For this fifth article in our series on how business agility can improve your bottom line, we look at how business agility aids building resilient systems. Here business agility practices help by aiding us in looking at risk management for the entire system. Not only ensuring the systems we build respond even when under stress, but helping us build safety into the system.
Check out the previous articles in the series here:
Risk management in organizations is often the function of separate governance groups. These groups include areas like legal and compliance, security, architecture, data privacy, and more. Collectively we can think of these groups as being responsible for the safety of the organization. However, defining a policy and enforcing it across the organization does not scale well. By necessity, we end up with the lowest common denominator of policy being applied to everyone.
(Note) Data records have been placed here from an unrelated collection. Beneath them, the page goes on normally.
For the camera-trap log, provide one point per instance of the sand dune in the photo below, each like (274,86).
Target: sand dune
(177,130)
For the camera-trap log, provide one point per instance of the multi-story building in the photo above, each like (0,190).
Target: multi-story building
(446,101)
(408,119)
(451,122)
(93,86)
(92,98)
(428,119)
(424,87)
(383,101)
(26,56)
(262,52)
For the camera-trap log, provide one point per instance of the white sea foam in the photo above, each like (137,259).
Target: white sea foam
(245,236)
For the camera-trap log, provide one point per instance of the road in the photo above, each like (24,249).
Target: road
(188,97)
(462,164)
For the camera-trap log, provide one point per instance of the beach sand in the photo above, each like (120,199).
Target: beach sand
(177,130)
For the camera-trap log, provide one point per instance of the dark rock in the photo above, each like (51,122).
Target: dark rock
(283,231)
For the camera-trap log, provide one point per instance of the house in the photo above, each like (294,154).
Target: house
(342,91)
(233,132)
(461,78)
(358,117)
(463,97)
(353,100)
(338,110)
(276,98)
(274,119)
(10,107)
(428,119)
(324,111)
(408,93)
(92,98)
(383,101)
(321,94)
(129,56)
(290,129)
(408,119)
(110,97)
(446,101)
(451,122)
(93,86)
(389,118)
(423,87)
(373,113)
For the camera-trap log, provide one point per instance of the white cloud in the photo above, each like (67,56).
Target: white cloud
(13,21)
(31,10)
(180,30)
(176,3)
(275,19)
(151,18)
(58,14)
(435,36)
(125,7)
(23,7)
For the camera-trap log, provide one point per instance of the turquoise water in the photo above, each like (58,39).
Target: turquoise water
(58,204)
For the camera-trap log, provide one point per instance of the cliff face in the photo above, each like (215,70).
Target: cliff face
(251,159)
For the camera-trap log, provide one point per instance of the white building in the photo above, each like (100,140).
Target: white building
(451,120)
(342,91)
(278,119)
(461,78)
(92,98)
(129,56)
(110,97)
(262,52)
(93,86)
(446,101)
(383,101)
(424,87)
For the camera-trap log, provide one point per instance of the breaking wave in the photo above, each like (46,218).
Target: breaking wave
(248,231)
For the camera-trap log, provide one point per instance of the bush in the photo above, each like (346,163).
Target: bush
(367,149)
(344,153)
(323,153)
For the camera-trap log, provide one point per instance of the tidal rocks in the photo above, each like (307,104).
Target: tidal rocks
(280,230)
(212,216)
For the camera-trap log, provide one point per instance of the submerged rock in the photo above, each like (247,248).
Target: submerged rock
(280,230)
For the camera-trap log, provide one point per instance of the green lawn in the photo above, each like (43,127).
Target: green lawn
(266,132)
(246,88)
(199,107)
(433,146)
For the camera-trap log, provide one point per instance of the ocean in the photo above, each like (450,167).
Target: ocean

This results in:
High-level policies that can be difficult to translate into how they apply in your particular context
Teams in creating and modifying products being delayed explaining to the governance areas what they are doing, often too late in the lifecycle causing additional costs to rectify issues
Risks going unnoticed as the cadence for releases doesn’t match the cadence at which the safety areas can respond, especially when there are risks that cross safety domains and multiple safety areas that rarely talk need to be engaged
This is made even more complex as the rate of regulatory change accelerates in response to world events and introduction of new technologies. The idea that we only need to manage risk at the edge of our networks is long gone, requiring new strategies to manage our environments.
Business agility can help here by looking beyond technology into how we can break down the silos between safety areas and align them more closely with the organizational value streams. One approach to tackling this is Lean Control, described in chapter 6 of the SSH book and presented here.
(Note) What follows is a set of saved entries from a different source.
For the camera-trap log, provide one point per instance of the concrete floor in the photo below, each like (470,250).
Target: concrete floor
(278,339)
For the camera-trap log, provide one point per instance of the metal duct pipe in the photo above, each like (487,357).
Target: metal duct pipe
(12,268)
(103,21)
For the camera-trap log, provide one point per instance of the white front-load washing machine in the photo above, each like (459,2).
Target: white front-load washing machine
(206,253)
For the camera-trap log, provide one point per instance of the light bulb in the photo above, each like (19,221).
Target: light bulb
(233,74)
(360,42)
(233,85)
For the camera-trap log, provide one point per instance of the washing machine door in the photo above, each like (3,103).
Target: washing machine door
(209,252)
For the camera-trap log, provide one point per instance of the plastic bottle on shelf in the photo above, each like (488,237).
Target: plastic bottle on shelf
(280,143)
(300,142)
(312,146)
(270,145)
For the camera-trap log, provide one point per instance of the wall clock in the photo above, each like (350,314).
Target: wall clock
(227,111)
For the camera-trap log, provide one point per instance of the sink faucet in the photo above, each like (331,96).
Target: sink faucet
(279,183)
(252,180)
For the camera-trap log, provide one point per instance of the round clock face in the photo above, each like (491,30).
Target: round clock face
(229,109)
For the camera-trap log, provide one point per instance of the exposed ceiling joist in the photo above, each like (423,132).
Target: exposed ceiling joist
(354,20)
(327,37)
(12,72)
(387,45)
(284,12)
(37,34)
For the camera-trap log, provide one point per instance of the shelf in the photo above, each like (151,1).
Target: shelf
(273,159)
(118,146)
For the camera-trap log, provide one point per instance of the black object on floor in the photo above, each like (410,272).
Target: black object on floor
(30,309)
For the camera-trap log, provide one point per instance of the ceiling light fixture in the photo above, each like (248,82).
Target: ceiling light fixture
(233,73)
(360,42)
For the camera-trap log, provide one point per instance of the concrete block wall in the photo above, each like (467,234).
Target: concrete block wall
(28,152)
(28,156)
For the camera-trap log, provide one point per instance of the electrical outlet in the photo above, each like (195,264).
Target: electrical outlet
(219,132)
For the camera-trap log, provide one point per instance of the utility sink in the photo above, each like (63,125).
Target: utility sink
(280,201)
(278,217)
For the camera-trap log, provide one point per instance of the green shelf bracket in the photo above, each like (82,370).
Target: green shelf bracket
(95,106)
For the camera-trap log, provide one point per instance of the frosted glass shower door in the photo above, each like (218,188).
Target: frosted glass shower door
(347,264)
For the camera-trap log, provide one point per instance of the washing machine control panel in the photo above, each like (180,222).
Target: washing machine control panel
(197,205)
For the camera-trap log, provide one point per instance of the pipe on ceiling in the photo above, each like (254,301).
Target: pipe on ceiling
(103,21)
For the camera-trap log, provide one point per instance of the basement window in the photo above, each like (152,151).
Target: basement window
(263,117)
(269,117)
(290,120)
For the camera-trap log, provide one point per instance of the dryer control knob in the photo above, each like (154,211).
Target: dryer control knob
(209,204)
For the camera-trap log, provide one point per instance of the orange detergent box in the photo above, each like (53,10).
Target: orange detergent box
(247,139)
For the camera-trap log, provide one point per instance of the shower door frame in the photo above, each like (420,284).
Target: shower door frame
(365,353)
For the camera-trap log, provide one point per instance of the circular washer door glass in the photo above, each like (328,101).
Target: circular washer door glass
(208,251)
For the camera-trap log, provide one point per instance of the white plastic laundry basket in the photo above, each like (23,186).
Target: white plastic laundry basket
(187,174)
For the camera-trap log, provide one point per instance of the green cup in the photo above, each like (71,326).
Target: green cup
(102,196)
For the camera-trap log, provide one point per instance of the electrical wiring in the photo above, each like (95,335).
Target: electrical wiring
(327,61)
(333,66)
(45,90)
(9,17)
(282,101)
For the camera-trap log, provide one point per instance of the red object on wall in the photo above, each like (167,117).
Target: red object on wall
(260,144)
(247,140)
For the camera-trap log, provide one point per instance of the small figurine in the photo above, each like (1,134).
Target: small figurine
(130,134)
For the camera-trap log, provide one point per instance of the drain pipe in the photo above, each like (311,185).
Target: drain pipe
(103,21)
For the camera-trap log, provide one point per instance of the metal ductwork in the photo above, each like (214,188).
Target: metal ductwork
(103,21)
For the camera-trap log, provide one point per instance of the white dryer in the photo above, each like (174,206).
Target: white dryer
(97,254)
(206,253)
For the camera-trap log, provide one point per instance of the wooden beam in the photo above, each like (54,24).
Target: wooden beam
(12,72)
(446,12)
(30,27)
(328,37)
Resilient systems are ones that work well even under stress and are built to handle disruptions that can happen at any moment. This protects your bottom line because they make sure that at the end of the day, your business is still available.
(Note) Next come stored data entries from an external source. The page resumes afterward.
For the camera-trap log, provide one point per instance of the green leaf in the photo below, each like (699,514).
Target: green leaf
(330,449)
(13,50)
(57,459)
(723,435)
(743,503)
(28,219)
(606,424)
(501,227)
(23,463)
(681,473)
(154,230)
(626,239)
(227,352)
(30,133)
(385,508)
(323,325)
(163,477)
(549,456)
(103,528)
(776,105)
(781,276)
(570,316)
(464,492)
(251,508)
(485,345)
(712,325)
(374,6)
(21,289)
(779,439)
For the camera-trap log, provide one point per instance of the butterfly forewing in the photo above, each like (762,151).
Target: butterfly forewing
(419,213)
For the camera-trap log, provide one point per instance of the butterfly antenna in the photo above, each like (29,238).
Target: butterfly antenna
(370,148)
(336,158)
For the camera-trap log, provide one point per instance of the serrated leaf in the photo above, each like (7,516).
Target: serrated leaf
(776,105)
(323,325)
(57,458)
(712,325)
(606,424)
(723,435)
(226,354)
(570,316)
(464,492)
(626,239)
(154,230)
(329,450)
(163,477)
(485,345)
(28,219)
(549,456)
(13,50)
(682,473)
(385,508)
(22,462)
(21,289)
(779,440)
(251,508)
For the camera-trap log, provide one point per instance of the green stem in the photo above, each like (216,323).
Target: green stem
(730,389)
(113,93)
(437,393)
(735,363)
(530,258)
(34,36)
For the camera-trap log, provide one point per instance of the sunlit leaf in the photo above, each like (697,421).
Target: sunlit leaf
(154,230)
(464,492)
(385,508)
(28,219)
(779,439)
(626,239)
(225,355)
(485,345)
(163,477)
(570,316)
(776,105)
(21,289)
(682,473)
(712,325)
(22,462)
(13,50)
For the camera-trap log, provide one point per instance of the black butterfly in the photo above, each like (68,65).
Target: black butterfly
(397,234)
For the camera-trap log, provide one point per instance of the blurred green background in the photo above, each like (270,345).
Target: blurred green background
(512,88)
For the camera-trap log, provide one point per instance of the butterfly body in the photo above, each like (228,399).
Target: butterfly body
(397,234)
A common model used in the technology space is that an organization's systems are made up of three elements: people, processes, and technology (derived from Leavitt’s 4 element alignment model created in the 1960’s). To achieve operational efficiency, leadership needs to achieve a balance, ensuring these three areas work well together.
The model is also a useful way to consider how to approach building resilient systems.
From a people perspective, a resilient system is one without a single point of failure (SPOF). In a team, this is the single person that everyone relies on to perform well. This is because should that person be unable to do his job, the rest of the team falls apart in his absence.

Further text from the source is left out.